Achieving long-term benefit from biotech platform technologies
Our analysis highlights increasing investment in several platform technologies that could have a significant long-term impact on drug development. The convergence of AI and ML technologies with a greater understanding of biology could make drug discovery faster and more efficient. However, to benefit from the innovations that VC companies are funding, the biotech industry has several existential risks to address, including:
- Differentiating incremental innovations. Given continuous innovation, many start-ups are improving incrementally on competitor technologies. CasX, for example, is smaller than Cas9 for easier delivery and is believed to be less likely to trigger an immune response. To compete successfully, pioneers will need to generate evidence that will differentiate them and show the value of their products. They can also advocate for a regulatory framework that can assess new technologies even when head-to-head comparisons in clinical trials aren’t feasible.

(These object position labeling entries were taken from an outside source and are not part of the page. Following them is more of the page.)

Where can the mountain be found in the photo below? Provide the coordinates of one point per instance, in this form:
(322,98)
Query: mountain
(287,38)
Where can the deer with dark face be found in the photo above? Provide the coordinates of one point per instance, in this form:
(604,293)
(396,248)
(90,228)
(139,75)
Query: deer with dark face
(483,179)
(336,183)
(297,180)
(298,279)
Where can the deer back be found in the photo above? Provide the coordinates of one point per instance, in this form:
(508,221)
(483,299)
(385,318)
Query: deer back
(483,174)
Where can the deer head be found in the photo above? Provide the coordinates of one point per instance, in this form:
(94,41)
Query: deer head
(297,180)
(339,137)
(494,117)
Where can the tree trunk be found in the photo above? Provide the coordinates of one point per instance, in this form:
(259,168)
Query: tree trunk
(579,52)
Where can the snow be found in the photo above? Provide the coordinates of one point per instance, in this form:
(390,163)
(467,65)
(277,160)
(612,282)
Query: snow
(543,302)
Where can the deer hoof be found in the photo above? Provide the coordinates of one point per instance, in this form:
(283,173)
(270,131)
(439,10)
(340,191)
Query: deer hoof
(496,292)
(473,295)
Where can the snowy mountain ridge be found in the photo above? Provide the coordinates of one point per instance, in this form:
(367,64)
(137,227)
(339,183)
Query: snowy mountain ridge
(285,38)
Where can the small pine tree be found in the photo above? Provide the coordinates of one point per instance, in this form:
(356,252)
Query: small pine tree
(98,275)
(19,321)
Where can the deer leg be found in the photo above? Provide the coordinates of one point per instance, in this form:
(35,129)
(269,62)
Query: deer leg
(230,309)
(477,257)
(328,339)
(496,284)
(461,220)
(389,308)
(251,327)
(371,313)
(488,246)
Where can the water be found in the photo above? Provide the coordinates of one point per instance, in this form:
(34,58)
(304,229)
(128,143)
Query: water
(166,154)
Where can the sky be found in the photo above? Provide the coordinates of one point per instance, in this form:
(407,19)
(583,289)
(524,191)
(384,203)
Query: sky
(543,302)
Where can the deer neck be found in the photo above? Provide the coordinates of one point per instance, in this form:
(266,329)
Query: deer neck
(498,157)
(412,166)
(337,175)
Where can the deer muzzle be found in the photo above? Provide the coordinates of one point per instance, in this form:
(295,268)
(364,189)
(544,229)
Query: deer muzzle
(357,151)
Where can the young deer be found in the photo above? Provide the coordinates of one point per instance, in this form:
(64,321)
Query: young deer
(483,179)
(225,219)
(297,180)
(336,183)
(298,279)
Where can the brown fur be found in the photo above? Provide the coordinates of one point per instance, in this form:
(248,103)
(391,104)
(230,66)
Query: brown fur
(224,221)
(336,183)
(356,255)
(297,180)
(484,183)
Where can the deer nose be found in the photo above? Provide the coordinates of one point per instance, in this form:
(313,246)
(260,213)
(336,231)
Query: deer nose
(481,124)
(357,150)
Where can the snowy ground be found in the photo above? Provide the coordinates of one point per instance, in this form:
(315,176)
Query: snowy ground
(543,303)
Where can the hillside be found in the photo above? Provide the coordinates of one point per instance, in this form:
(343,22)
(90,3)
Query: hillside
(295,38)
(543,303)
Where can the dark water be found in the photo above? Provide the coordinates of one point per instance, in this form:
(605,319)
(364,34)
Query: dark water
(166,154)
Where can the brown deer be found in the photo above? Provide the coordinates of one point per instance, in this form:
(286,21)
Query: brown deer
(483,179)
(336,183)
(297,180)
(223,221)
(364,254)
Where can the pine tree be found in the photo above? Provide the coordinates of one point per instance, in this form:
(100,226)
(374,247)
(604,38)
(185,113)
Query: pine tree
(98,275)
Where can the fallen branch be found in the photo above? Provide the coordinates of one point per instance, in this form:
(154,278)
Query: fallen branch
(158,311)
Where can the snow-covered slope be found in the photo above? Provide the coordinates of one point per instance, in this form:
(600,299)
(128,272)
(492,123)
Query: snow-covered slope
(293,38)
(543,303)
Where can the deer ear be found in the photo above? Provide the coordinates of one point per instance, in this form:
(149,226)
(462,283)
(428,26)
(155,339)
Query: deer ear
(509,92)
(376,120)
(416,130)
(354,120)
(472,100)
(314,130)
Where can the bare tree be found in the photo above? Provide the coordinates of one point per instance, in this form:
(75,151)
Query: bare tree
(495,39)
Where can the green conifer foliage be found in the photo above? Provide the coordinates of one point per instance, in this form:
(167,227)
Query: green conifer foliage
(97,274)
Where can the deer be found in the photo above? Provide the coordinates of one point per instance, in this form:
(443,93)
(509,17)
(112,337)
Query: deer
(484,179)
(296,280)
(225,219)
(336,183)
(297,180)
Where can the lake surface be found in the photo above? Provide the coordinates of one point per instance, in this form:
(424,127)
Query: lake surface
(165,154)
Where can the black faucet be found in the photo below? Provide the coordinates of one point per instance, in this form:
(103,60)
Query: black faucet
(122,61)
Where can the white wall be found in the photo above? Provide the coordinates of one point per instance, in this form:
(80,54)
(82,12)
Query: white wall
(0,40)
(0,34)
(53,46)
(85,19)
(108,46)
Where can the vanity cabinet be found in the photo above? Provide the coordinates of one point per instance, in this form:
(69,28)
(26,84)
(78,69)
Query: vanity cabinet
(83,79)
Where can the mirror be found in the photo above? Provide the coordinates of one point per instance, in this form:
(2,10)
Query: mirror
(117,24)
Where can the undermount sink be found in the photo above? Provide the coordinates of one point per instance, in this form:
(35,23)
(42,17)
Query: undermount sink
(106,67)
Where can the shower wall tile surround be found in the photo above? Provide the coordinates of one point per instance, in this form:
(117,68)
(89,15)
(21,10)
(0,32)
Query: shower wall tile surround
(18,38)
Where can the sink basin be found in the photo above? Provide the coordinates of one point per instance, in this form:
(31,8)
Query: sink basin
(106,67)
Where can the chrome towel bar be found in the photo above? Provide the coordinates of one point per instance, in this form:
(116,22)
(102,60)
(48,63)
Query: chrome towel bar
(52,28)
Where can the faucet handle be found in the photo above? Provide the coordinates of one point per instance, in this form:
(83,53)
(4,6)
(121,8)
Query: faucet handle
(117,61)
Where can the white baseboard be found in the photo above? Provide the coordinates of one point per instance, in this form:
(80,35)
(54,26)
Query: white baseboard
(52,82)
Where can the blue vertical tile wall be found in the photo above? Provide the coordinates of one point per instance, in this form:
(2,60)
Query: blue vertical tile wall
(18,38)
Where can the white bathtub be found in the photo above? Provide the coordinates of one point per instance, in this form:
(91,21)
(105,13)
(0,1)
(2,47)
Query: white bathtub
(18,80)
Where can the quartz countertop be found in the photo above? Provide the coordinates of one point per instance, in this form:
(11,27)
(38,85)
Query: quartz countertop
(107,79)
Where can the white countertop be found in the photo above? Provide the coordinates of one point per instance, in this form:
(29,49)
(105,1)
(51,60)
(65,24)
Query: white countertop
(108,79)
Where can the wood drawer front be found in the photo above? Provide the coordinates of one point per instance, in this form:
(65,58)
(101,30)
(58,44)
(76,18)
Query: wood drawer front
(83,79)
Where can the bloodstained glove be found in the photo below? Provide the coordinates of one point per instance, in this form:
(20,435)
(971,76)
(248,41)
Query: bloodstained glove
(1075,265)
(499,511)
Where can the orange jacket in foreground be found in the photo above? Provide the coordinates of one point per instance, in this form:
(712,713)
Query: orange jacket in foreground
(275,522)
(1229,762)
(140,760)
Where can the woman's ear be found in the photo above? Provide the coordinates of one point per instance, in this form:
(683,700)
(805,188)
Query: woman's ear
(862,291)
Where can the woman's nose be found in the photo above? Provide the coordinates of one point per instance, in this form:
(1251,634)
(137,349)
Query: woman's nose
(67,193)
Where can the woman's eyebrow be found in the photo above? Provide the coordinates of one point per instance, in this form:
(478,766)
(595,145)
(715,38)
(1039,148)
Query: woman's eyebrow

- Addressing more intractable diseases. Because of the risks inherent in innovation, many biotech companies validate their technologies in conditions with well-understood mechanisms (such as sickle cell disease). However, if many companies with new platform technologies pursue this strategy, new therapies may outstrip need in diseases with limited patient populations. For example, with more than 30 products in development to treat the approximately 20,000 children around the world who are diagnosed with Duchenne muscular dystrophy every year,7 companies struggle to recruit patients for trials. Companies can benefit from enhancing their understanding of disease biology and innovate to design unique products that can target underaddressed diseases.
- Demonstrating value for cost-constrained healthcare systems. The pharma industry has transitioned toward a model that produces innovative drugs at premium prices to treat small subsets of patients. For example, while the top ten blockbuster drugs in 2010 treated more than 40 million patients, the top ten in 2020 treated 12 million. The prevailing model will no longer be sustainable if the top ten drugs in 2030 treat even fewer patients. Companies may need to pursue a different model, pushing the boundaries of emerging platforms to address larger populations. To create products that can help more patients at lower costs, manufacturing processes may need to evolve, and R&D may need to become more efficient.
With substantial VC investment fueling innovative therapies that address unmet needs, the biotech industry is poised to make lasting changes that can overcome the challenges it faces. In the future, biopharma may be able not only to treat but also to cure more common diseases and prevent others, touching much larger patient populations at lower costs. Technological innovations, coupled with ecosystem solutions, could enable cheaper, safer, and more efficacious therapies.